Jamaican sprinter Asafa Powell completed a perfect Golden League season and staked his share of the jackpot. Powell ran 9.86 seconds in the 100 meters at the International StadionFest meeting, enough to give the world-record holder a sixth win out of six in the series. American Jeremy Wariner matched his 400 meter world and Olympic record, coming in at 44.26 seconds. He, too, staked his claim to a share of the jackpot, along with Sanya Richards, who won the women’s 400 in 49.81 seconds. Provided these winners appear at the World Athletics Final in Stuttgart next weekend, they will share the $500,000 prize equally.
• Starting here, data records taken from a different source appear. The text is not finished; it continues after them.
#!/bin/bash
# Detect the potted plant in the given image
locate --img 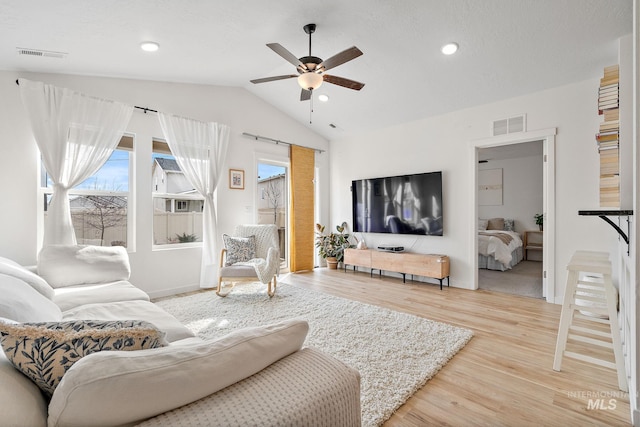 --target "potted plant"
[316,222,355,269]
[533,214,544,231]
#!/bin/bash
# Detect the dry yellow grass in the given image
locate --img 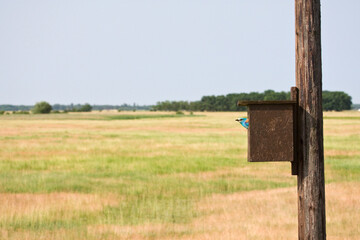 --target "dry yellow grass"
[0,112,360,240]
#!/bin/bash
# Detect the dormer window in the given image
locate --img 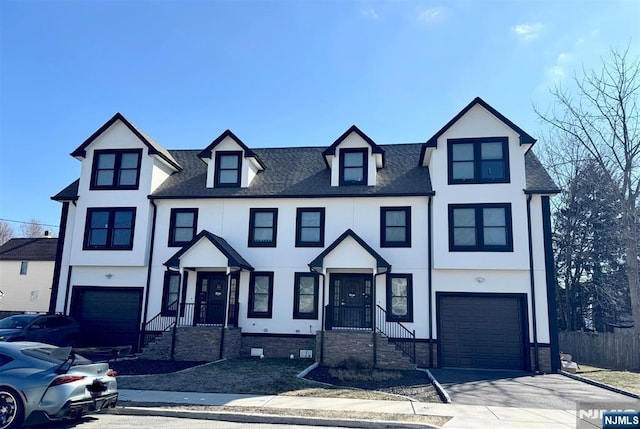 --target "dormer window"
[91,149,142,190]
[340,148,368,186]
[448,137,509,184]
[215,151,242,188]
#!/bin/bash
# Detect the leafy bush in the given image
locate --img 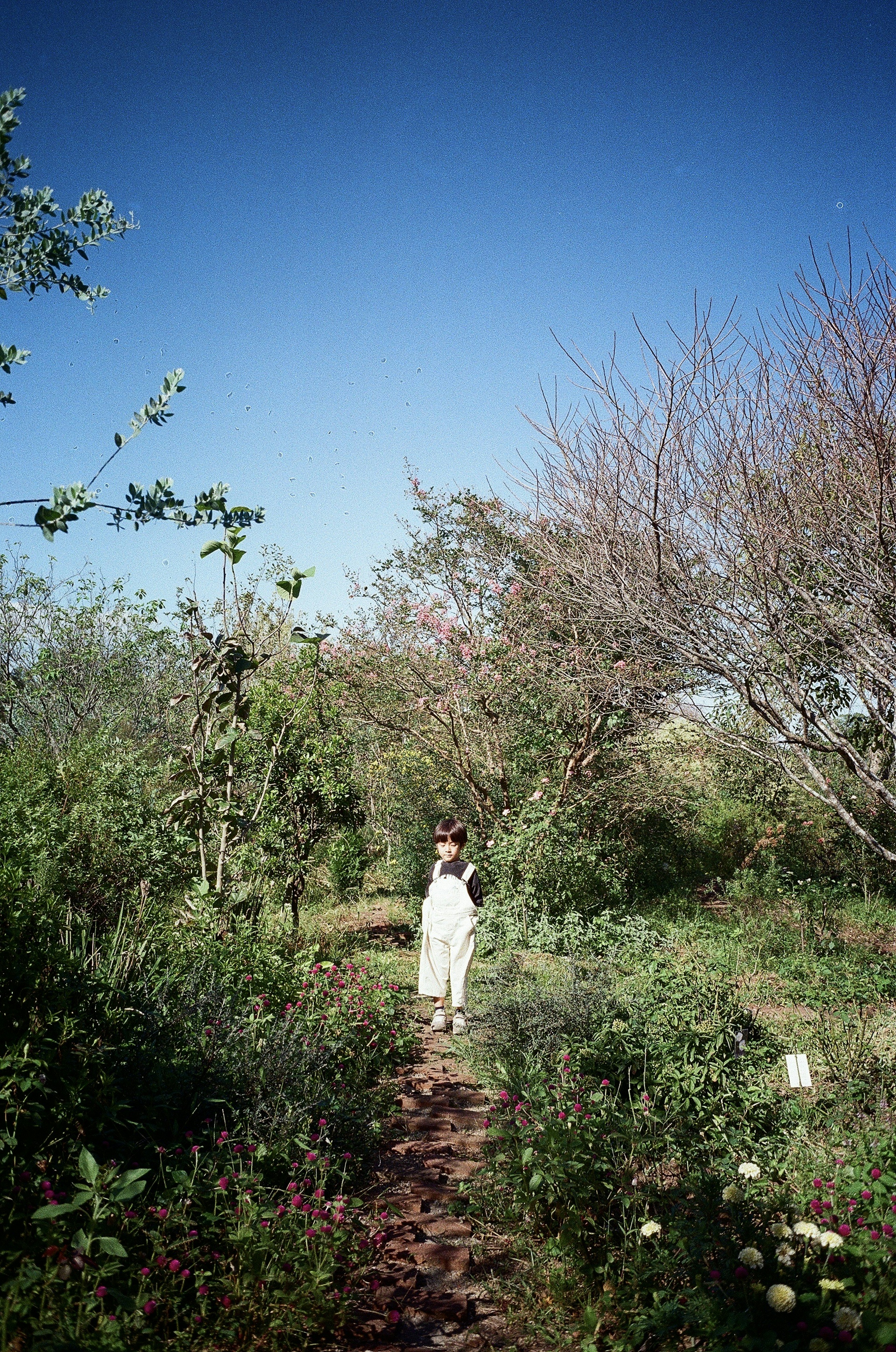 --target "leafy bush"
[327,831,370,896]
[614,1138,896,1352]
[0,863,413,1349]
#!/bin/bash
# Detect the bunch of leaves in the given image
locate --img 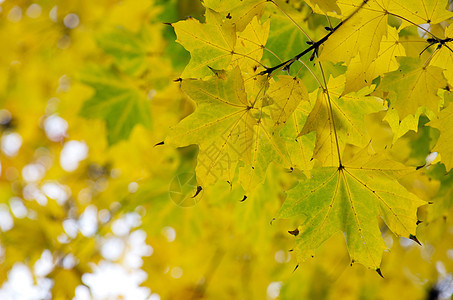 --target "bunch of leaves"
[165,0,453,275]
[0,0,453,299]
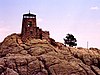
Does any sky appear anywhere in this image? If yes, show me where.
[0,0,100,48]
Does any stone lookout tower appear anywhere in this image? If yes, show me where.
[21,12,49,41]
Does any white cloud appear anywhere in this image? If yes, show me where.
[90,6,99,10]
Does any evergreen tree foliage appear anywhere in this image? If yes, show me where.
[64,34,77,47]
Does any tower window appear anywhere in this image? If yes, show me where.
[27,21,32,27]
[30,31,33,35]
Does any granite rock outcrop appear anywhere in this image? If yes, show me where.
[0,34,100,75]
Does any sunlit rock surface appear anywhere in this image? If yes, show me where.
[0,34,100,75]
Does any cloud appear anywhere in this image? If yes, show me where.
[90,6,99,10]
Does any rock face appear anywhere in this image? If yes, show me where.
[0,34,100,75]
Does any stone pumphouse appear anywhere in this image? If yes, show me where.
[21,12,49,41]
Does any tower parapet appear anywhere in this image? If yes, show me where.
[21,12,49,41]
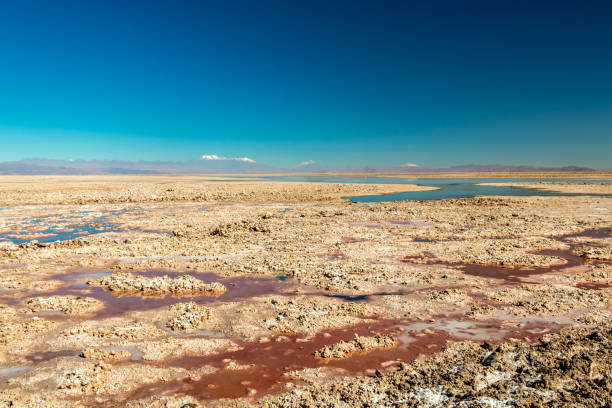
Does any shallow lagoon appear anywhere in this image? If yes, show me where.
[266,176,612,203]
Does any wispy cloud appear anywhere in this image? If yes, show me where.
[297,160,317,167]
[201,154,255,163]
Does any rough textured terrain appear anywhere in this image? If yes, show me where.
[0,176,612,407]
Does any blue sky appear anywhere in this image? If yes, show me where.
[0,0,612,168]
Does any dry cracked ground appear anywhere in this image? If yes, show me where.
[0,176,612,407]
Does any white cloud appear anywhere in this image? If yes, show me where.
[201,154,255,163]
[298,160,316,167]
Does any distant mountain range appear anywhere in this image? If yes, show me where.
[0,155,595,174]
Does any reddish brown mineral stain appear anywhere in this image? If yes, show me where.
[130,316,562,399]
[37,271,296,318]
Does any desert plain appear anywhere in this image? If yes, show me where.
[0,174,612,407]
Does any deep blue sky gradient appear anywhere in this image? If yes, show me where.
[0,0,612,168]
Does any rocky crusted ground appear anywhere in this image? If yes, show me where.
[0,176,612,407]
[88,273,226,296]
[250,325,612,408]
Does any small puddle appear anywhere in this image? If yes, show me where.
[32,270,297,319]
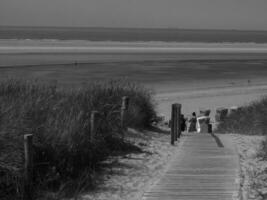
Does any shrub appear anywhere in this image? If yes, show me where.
[0,80,155,198]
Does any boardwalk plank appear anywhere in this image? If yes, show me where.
[143,134,239,200]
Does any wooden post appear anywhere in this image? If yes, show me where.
[176,103,182,140]
[121,96,130,139]
[90,110,99,141]
[171,104,177,145]
[23,134,33,200]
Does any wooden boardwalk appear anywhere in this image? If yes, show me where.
[143,134,239,200]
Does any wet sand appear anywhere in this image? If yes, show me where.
[0,40,267,118]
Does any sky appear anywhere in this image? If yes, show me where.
[0,0,267,30]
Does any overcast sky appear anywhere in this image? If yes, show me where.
[0,0,267,30]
A goal in the 42nd minute gave Canada a 1-0 win over Jamaica in their international friendly at the Claude Robillard Complex in Montreal. Canada, playing their first game there in 11 years, turned in a plodding performance that did the job and gave them the win. The team improved their record with the Reggae Boyz to six wins, five draws and one defeat dating back to 1985. The home team scored the winner when Rob Friend rose high to take home a right-sided cross minutes before half time. Jamaica lacked energy and illustrated that several changes will have to be made for the return game on October 8th in Kingston.

Former national sprint champion Dwight Thomas has been forced to sever all ties with track and field coach Trevor Graham. The change was required because Graham, who is currently investigation for doping violations, has been barred from Olympic Committee training sites because at least six of the athletes he has coached have returned positive tests. Officials from the Golden League barred athletes linked to the coach from their event. Graham has denied providing banned substances to his athletes. Thomas, the 1998 World Junior 100m bronze medalist is currently training on his own but will soon join a new camp. Thomas says he has a new coach but is not ready to disclose the identity of the coach yet.

The weekly news is compilation of new articles from top Caribbean and Jamaican news sources.